Building a SaaS App? You should probably stick to a single subdomain.
Of all of the big architectural decisions we’ve made over the last 2 years building Shortcut, we’re lucky that (so far) only one of those decisions was a mistake worth rewriting a lot of code for: using the subdomain to indicate the current organization. As we’re in the process of backing out of that decision, I’d like to share how we got here, and why we’re making this change now, so hopefully someone else doesn’t make the same mistake.
Why Would You Use Subdomains at All?
Using the subdomain to indicate the current organization is a common pattern, in use by companies such as Slack and Zendesk. If the product allows a user to belong to different organizations, putting the organization in the subdomain is arguably a more explicit way to let the user know where they are. The organization doesn’t pollute the URL pathname. We never actually did this, but we could have started serving individual organizations from different regions at the DNS level. So we thought about the above and said “let’s use subdomains” and that was that.

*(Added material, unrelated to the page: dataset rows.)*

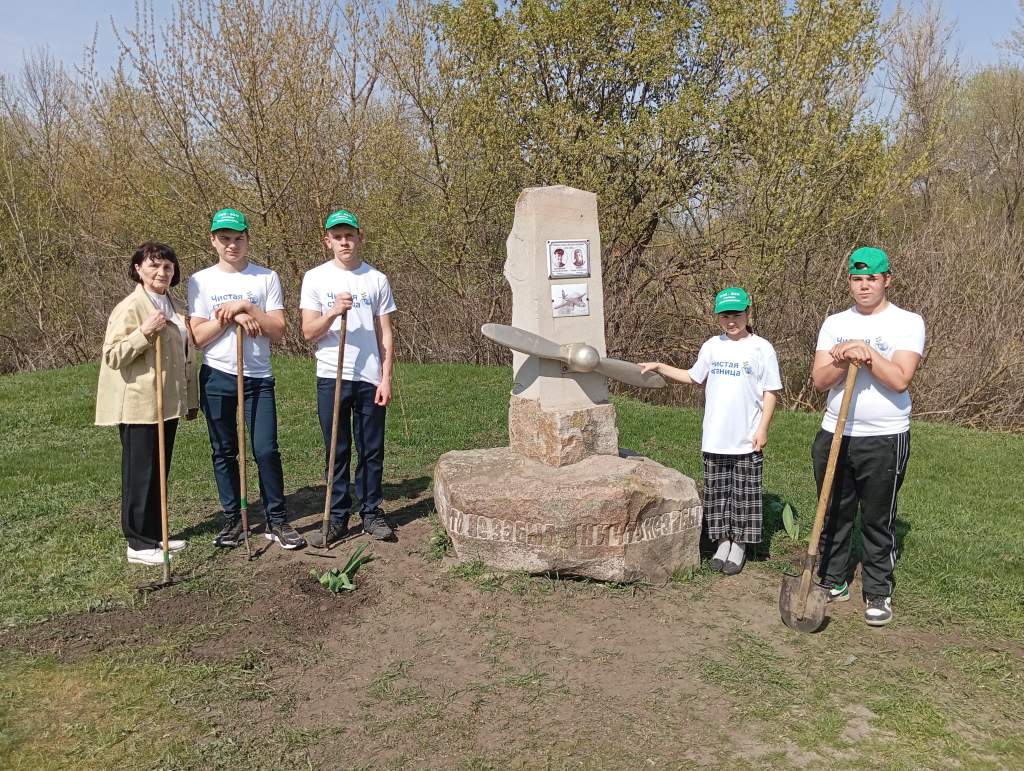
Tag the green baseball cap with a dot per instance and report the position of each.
(732, 298)
(228, 219)
(868, 261)
(341, 217)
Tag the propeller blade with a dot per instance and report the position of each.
(629, 373)
(522, 341)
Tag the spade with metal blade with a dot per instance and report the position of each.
(576, 356)
(802, 602)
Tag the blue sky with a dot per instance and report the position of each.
(67, 26)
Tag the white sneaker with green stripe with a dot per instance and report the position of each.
(839, 592)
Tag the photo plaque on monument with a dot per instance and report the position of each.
(568, 259)
(569, 300)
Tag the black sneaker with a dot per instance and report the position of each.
(879, 610)
(375, 525)
(230, 534)
(285, 534)
(335, 532)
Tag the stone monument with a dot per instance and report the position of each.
(562, 498)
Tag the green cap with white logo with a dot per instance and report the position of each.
(868, 261)
(228, 219)
(341, 217)
(732, 298)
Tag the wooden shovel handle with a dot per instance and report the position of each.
(162, 460)
(329, 487)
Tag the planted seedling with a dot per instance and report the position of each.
(343, 579)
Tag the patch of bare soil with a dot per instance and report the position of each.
(419, 668)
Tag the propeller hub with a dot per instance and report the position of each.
(584, 357)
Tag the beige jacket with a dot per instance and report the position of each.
(127, 391)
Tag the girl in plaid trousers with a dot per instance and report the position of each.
(739, 371)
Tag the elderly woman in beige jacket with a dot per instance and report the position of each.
(127, 393)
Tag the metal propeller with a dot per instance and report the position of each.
(576, 356)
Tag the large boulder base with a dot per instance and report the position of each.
(561, 437)
(607, 517)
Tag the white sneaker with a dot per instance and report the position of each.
(145, 556)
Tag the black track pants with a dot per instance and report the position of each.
(140, 481)
(868, 475)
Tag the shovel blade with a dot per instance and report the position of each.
(814, 609)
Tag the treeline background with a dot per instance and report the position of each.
(728, 142)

Why This Was Actually a Bad Idea™
We’re in the process of allowing a single Shortcut user to belong to and quickly switch between multiple organizations, and moving the organization slug to the pathname makes it easy to switch organizations in a local dev environment.
It means we no longer need separate code paths for dev/staging/prod environments when we parse the URL — in fact we no longer need to look at the hostname at all. So the code and the developer experience has been improved.
On top of that, we recently added OAuth support for Google Drive for file attachments (and eventually, as a way to log in using your Google account), however Google requires a domain whitelist for OAuth access, which makes it difficult to use a wildcard domain. Moving to a single subdomain allowed us to rip out a lot of extra code & an extra click to get around that. And as we support more third-party integrations, it’s a safe assumption that this will come up again.
We’ll also be able to get an Extended Validation SSL certificate, which is nice because it provides some extra visual assurance that the certificate is trustworthy. EV SSL certificates can’t be assigned to wildcard addresses like *.clubhouse.io.
Why Put the Organization in the URL at all?
It’s very common to not include the current organization/user in the URL at all. That works fine for products where you don’t have multiple accounts, but if you do, a major drawback is that you are redirected to your last viewed account, not necessarily the account you want to see. There are visual cues you can add to a UI to make it more obvious where you are, but your URL should act as the source of truth about where you are. You should for example be able to use your browser history to navigate to the account you want to see. Rollbar for example gets this, and uses /myCo/myProject/items. Meanwhile, in Google Docs, you’re constantly thrown into the wrong account because the account isn’t transparently represented in the URL.
If you’re building a SaaS app that has any third-party OAuth integrations, or your product allows a user to switch between multiple organizations, you should put the organization in the pathname and use a single subdomain (like “app”) for your application.